Lief überraschend gut heute auf Fehmarn. Zwei blitzeblanke 50+ gefangen, mehrere Nachläufer, zwei Aussteiger. Bisse kamen alle ufernah. Angelzeit 10-14Uhr.

 Double2004


----------



## pennfanatic (30. Januar 2017)

*AW: Aktuelle Meerforellenfänge Januar 2017*

Seid ihr mehrere tage auf fehmarn?
Oder reist Ihr von Niedersachsen für einen Tag an?
Wenn ihr mehrere tage dort seid, wo übernachtet Ihr?
Suche nämlich ein Unterkunft nähe orth.


----------



## Raubfischfreak125 (31. Januar 2017)

*AW: Aktuelle Meerforellenfänge Januar 2017*

Hallo in die Runde,

nähe Orth kann ich dir das Gästehaus Sulsdorf, Dorfstraße 2, 23769 Fehmarn empfehlen. (Tel.Nr.: 04372 611)

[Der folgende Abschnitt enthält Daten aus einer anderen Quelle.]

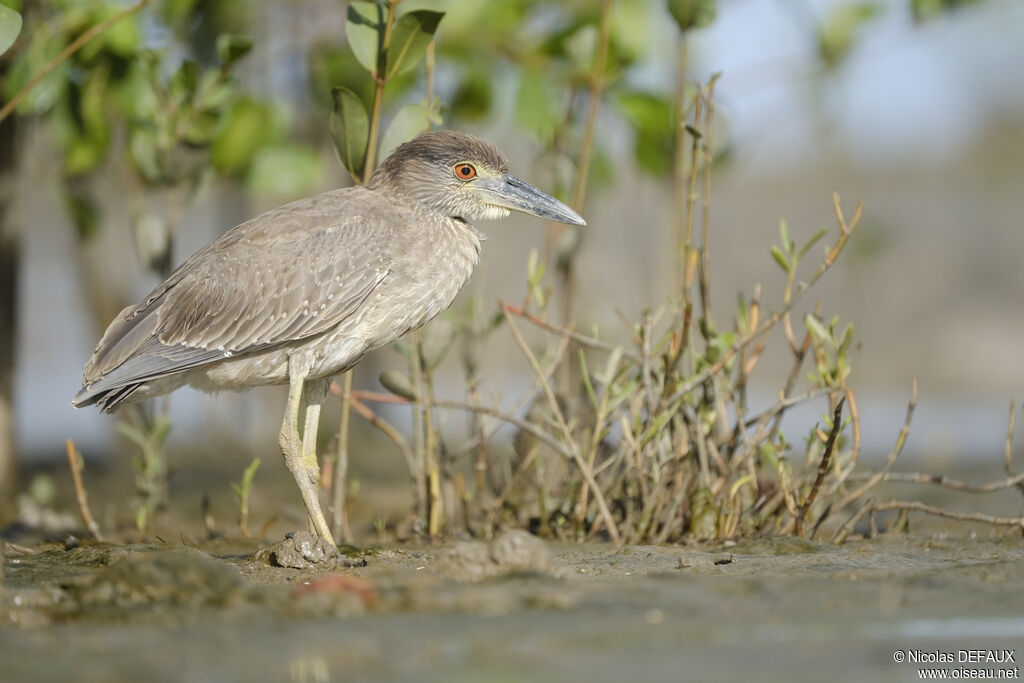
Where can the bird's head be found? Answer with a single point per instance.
(463, 176)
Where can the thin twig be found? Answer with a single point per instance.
(1008, 452)
(66, 54)
(560, 421)
(846, 229)
(893, 454)
(76, 462)
(872, 508)
(822, 466)
(473, 408)
(581, 339)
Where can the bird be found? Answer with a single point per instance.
(303, 292)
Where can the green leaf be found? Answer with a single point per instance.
(284, 170)
(691, 14)
(245, 128)
(349, 129)
(581, 47)
(143, 152)
(535, 109)
(410, 37)
(230, 48)
(810, 243)
(184, 81)
(10, 28)
(365, 30)
(836, 37)
(783, 232)
(650, 117)
(397, 383)
(817, 330)
(410, 121)
(473, 97)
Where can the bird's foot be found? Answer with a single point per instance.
(303, 550)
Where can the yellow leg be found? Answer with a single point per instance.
(300, 451)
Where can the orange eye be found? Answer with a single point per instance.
(465, 171)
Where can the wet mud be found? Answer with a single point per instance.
(515, 608)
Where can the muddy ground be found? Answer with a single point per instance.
(515, 609)
(175, 605)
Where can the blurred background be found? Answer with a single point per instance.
(123, 162)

Waren jetz zwar 3 Jahre nicht mehr dort, aber es war immer eine super Unterkunft für Angler zu günstigen Preisen. Nebenan direkt eine Gaststätte wo es auch schmeckt. 

Bis nach Orth sind es 3 Minuten Fahrtweg. 

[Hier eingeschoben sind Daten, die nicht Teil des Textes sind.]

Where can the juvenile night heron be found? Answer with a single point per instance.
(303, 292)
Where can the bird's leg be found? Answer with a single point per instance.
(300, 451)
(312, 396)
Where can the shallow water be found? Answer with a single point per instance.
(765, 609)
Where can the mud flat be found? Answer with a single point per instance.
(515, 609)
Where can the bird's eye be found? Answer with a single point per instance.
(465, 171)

MfG Raubfischfreak125 |wavey:


----------



## Double2004 (31. Januar 2017)

*AW: Aktuelle Meerforellenfänge Januar 2017*

Heute von 10-13 Uhr insgesamt sechs Fische. Die größte 56cm und kugelrund. Herrliches Angeln an menschenleeren Stränden.

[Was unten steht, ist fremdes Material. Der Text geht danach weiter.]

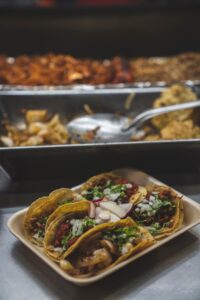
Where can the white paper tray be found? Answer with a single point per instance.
(191, 218)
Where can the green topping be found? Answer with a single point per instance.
(121, 236)
(155, 209)
(114, 192)
(156, 227)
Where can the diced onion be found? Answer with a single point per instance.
(114, 208)
(92, 210)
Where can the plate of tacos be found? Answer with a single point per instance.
(90, 231)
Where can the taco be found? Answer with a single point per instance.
(64, 231)
(109, 187)
(105, 246)
(36, 218)
(160, 210)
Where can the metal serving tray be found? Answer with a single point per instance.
(90, 87)
(57, 160)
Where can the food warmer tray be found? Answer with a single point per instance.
(39, 161)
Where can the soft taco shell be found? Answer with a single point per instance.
(79, 209)
(44, 206)
(146, 241)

@pennfanatic: Wird mit Familienkurzurlaub kombiniert. Sind für 4Tage hier oben.

Double2004


----------



## René Bläsing (31. Januar 2017)

*AW: Aktuelle Meerforellenfänge Januar 2017*

Petri, ich hatte heute 8 Forellen bis 57 cm.


----------



## pennfanatic (31. Januar 2017)

*AW: Aktuelle Meerforellenfänge Januar 2017*



Raubfischfreak125 schrieb:


> Hallo in die Runde,
> 
> nähe Orth kann ich dir das Gästehaus Sulsdorf, Dorfstraße 2, 23769 Fehmarn empfehlen. (Tel.Nr.: 04372 611)
> 
> ...



Da haben wir auch gewohnt. Damals gab es das als komplettangebot inkl. Aus fahrt mit der antares.
Aber sowohl die antares, wie auch das Gästehaus haben jetzt neue und unterschiedlich eigentümer.
Das komplettangebot gibt es nicht mehr.
Hat jemand erbaut g mit dem neuen Besitzer in sulsdorf?


----------



## Double2004 (1. Februar 2017)

*AW: Aktuelle Meerforellenfänge Januar 2017*

Heute in vier Stunden ca. 12 Fische, davon etwa die Hälfte maßig. Dazu diverse Anfasser. Teilweise folgten ganze Schwärme dem Köder bis vor meine Füße! Zwei schöne Fische von 50+ sind leider ausgestiegen. Auf jeden Fall sehr kurzweiliges Angeln.


----------



## aesche100 (1. Februar 2017)

*AW: Aktuelle Meerforellenfänge Januar 2017*

Arme Wurst.#d
Sorry. Aber das mußte jetzt sein.


----------



## Waveman (2. Februar 2017)

*AW: Aktuelle Meerforellenfänge Januar 2017*

Geht ja wohl gut was ab an der Küste ! Und ich liege seit einer Woche mit Grippe flach... Euch allen ein fettes Petri.


----------



## Colli_HB (2. Februar 2017)

*AW: Aktuelle Meerforellenfänge Januar 2017*

Petri Jungs, seid ihr sicher, dass Ihr nicht auf Fünen seid???


----------



## Raubfischfreak125 (2. Februar 2017)

*AW: Aktuelle Meerforellenfänge Januar 2017*

Na soweit ich das mitbekommen habe hat der smutje Rio die Antares gekauft, bzw. steht glaube ich seine frau als Eigentümerin auf der Homepage... 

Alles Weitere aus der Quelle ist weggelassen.